When antlerless-season critics are faced with harvest figures showing buck fawn kills are constant and make up a relatively small percentage of the overall harvest, they commonly contest that such figures gloss over the fact that many of those bucks were killed in relatively small areas, resulting in “holes” in buck ranges. However, yearling buck dispersal behavior disproves this argument.
According to Deer & Deer Hunting’s Research Editor John Ozoga, domination by female relatives causes most bucks to disperse from their birth range by age 1. This prevents bucks from eventually breeding their mothers and sisters.
In scientific studies from Illinois, Minnesota, Michigan and Georgia, yearling bucks dispersed 3 miles to 100 miles, depending on habitat, deer populations and herd structures, Ozoga wrote. Regardless of the distance, such dispersal prevents “empty spots” of buck range.
In studies conducted on deer movement in eastern Illinois and northern Missouri, 70% of bucks dispersed from their birth range by age 1.5. In eastern Illinois, dispersal averaged 24 miles. In Missouri, bucks dispersed shorter distances, averaging nine miles. However, as Ozoga found, some of the bucks in the Missouri studies dispersed more than 100 miles.
In any case, unless you own at least several thousand acres of prime deer habitat, a buck you see on your property as a fawn stands little chance of ranging on your property as an adult.
“Buck fawns are big dispersers,” Hansen said. “If you want to produce larger age classes on your property, buck fawns are the most expendable animals.”
Record Books Don’t Lie
It stands to reason if states with high antlerless harvests were actually killing excessive buck fawns, those states would yield proportionately fewer record-class bucks.
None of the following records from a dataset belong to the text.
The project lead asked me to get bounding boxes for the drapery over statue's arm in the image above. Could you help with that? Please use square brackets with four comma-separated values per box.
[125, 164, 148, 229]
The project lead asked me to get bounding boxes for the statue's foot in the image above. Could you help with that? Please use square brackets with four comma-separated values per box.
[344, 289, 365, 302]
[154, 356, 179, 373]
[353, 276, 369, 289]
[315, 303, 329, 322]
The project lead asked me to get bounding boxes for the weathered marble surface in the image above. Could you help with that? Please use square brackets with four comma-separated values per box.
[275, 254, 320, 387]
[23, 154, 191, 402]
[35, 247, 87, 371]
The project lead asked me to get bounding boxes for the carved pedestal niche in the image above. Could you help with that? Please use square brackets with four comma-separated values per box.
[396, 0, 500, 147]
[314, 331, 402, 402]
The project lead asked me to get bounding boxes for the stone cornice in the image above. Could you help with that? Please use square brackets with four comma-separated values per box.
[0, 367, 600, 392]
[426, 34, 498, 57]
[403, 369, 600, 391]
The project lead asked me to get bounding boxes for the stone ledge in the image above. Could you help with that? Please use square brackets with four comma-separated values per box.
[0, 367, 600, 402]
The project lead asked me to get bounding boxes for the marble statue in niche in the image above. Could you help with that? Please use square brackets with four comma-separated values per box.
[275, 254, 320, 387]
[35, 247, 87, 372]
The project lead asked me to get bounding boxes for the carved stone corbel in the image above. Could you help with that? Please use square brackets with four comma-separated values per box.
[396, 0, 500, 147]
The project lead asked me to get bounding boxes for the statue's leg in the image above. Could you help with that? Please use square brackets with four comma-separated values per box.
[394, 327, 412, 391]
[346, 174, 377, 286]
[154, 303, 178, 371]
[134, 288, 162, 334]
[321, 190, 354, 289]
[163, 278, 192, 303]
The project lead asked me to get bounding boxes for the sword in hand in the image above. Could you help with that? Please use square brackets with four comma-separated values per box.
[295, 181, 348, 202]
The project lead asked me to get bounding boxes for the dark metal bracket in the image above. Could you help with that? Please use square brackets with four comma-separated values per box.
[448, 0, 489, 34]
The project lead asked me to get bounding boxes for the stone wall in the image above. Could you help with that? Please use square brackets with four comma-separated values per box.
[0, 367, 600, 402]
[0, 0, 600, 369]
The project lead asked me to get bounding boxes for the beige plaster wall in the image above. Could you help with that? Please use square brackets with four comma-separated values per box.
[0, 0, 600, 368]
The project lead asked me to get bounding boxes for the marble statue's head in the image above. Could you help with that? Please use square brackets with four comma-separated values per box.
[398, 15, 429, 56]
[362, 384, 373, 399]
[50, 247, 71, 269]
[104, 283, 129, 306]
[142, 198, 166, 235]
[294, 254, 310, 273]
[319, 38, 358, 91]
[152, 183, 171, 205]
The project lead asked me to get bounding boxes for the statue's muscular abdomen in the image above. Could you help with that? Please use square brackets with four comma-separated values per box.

However, B&C and P&Y record-book entries from the past 20 years refute this.
For example, despite years of relatively high antlerless harvests, 24 Wisconsin counties rank among the top 50 P&Y-producing counties nationwide. Six of those counties rank among the Top 10, and all of them — Buffalo, Dane, Waukesha, Columbia, Sauk, Trempealeau and Waupaca counties — have had intense antlerless-only hunting.
Conclusion
In a perfect world, hunters would kill at least 25% more does and doe fawns and would refrain from killing buck fawns. If that happened, more bucks would reach maturity, herds would have more balanced adult-doe-to-antlered-buck ratios and deer numbers would be better suited with the habitat’s ability to support them. However, as harvest records in several states have proven, that’s a tall — if not impossible — order.
Hunters almost always shoot too few deer, and their hesitation to shoot antlerless deer out of fear of killing buck fawns invariably decreases antlerless harvests. As a result, deer herds swell even larger, increasing disease risks, damaging deer range and hurting sex and age ratios.
Fortunately, the facts show the buck fawn kills that unavoidably accompany heavy antlerless harvests aren’t nearly as high as commonly thought, and do little or no harm to hunting prospects, QDM agendas and adult buck populations.
Considering these facts, the message seems clear: Deer herds don’t require pampering to produce adequate numbers of adult bucks.